Manchester City tidak hanya dituntut menjaga fokus, tetapi juga menjaga laju jika masih ingin terus menekan Arsenal di papan atas Liga Inggris. Laga melawan Crystal Palace di Stadion Etihad menjadi salah satu ujian penting, apalagi jarak dengan Arsenal sudah melebar menjadi lima poin.
Pep Guardiola menegaskan bahwa City harus menaruh perhatian penuh pada permainan sendiri, bukan pada perdebatan yang muncul dari keputusan VAR. Ia menilai energi tim akan jauh lebih berguna bila diarahkan untuk memperbaiki kinerja di lapangan dan menyelesaikan tugas mereka dengan lebih baik.
Sikap itu muncul setelah Arsenal menang atas West Ham United dalam laga yang memunculkan kontroversi keputusan VAR. Hasil tersebut ikut membuat tekanan di kubu City meningkat, karena persaingan gelar kini semakin rapat dan ruang untuk terpeleset semakin kecil.
Guardiola mengakui ada kekecewaan terhadap keputusan VAR, tetapi ia tidak ingin itu dijadikan alasan untuk menurunkan standar permainan tim. Dalam konferensi pers jelang laga kontra Crystal Palace, ia mengingatkan bahwa kehilangan fokus justru bisa berbahaya di fase seperti ini.
“Saya selalu belajar bahwa ketika Anda kehilangan fokus, itu berbahaya,” ujar Guardiola, dikutip dari Manchester Evening News. Ia menegaskan bahwa City hanya bisa mengendalikan apa yang terjadi di lapangan, bukan keputusan yang lahir dari luar permainan.

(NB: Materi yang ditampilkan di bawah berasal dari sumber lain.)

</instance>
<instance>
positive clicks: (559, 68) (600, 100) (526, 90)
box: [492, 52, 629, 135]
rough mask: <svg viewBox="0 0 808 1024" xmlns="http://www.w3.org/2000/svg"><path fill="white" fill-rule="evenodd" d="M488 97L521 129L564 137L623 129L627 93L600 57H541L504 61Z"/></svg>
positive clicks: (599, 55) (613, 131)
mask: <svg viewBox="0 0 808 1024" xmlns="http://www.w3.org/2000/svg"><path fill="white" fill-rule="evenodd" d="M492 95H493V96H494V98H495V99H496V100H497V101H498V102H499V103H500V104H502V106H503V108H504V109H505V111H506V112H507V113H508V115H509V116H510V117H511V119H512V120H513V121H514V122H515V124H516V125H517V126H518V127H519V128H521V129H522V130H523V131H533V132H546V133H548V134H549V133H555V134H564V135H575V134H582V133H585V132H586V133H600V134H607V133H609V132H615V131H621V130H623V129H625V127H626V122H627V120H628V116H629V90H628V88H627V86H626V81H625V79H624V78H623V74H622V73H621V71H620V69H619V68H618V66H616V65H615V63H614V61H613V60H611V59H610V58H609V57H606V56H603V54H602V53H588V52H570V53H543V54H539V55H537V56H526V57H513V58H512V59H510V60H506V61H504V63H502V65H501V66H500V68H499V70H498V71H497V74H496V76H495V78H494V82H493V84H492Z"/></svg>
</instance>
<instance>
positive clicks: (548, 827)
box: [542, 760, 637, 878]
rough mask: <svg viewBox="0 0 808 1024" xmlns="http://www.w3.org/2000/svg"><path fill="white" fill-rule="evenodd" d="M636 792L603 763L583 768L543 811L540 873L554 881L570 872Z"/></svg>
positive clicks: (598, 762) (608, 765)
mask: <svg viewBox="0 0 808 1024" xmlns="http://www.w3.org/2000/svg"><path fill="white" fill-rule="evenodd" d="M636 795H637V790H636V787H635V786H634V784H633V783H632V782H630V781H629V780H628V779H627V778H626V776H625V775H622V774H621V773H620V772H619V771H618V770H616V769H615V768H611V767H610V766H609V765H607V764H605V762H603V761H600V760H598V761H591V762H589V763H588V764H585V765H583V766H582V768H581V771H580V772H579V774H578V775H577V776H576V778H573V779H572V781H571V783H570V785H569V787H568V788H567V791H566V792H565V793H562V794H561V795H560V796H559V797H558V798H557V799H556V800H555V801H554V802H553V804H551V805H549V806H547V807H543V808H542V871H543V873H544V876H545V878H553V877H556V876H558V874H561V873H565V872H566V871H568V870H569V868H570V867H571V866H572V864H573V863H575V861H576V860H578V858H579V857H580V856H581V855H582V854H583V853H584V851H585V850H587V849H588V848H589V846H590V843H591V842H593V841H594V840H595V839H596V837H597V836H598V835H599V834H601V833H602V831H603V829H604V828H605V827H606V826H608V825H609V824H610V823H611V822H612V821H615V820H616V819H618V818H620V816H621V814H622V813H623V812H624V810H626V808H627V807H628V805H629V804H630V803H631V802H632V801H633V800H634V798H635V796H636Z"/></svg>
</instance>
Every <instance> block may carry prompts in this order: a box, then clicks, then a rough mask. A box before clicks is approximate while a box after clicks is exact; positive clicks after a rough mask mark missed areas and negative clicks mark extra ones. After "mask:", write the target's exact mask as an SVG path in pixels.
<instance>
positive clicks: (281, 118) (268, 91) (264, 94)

Pandangan Guardiola terhadap VAR memang bukan hal baru. Ia menyebut dirinya tidak pernah benar-benar percaya pada teknologi itu sejak lama berada di sepak bola Inggris.
Menurut Guardiola, VAR kerap menghadirkan ketidakkonsistenan dan menimbulkan tanda tanya di banyak pertandingan. Karena itu, ia tidak ingin polemik tersebut menggeser perhatian tim dari target utama mereka di sisa musim.
Di tengah situasi itu, Crystal Palace tetap dipandang sebagai lawan yang harus dihormati. Guardiola menilai tim tersebut tetap profesional dan akan datang ke Etihad untuk tampil maksimal.
City sendiri membutuhkan kemenangan agar peluang mengejar Arsenal tetap hidup sampai akhir musim. Tiga poin juga penting untuk menjaga ritme permainan mereka di fase akhir kompetisi yang semakin padat tekanannya.
Ada pula perhatian pada kondisi skuad menjelang pertandingan. Rodri masih dipantau karena menjalani pemulihan cedera pangkal paha, sementara Abdukodir Khusanov sudah kembali berlatih dan masih membuka peluang masuk skuad.
Guardiola juga diperkirakan melakukan rotasi pemain demi menjaga kebugaran tim. Langkah itu bukan hanya untuk menghadapi Crystal Palace, tetapi juga sebagai bagian dari persiapan menuju final FA Cup sambil tetap menjaga persaingan di jalur perebutan gelar Liga Inggris.